Re: Monitor Status Check failed Status AWS
Posted: Thu Jun 21, 2018 3:21 pm
by ss6407
Hi Team,
Attached plugin that we use for AWS.
Also sometime i see below prompt on service check.
"Notifications for this service are being suppressed because it was detected as having been flapping between different states (23.2% change >= 20.0% threshold).
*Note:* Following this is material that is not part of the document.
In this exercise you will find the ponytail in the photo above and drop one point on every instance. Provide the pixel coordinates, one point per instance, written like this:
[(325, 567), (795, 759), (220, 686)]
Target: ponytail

When the service state stabilizes and the flapping stops, notifications will be re-enabled."
Note - We are using only AWS Status Check failed service check currently.
Thanks!
Re: Monitor Status Check failed Status AWS
Posted: Thu Jun 21, 2018 3:29 pm
by scottwilkerson
scottwilkerson wrote:In order to have any sort of idea what type of check this is running I would need to see the plugin you are using, as well as the command if you were to run it from the command line as it is not something builtin to XI.
I will also need the command line your Nagios Server uses to run this plugin
Re: Monitor Status Check failed Status AWS
Posted: Fri Jun 22, 2018 10:32 am
by ss6407
Hi Team,
Below is the command used to run the plugin
$USER1$/check_cloudwatch.sh --region=us-east-1 --namespace="$ARG1$" --metric="$ARG2$" --statistics="Average" --mins=$ARG7$ --dimensions="Name=$ARG3$,Value=$HOSTALIAS$" --warning=$ARG5$ --critical=$ARG6$ --profile=$ARG8$
$ARG1$
EC2
$ARG2$
StatusCheckFailed
$ARG3$
InstanceId
$ARG4$
0
$ARG5$
1
$ARG6$
1
$ARG7$
5
$ARG8$
cisProd
Re: Monitor Status Check failed Status AWS
Posted: Fri Jun 22, 2018 11:22 am
by scottwilkerson
Based on my cursory knowledge of AWS metrics, this appears right.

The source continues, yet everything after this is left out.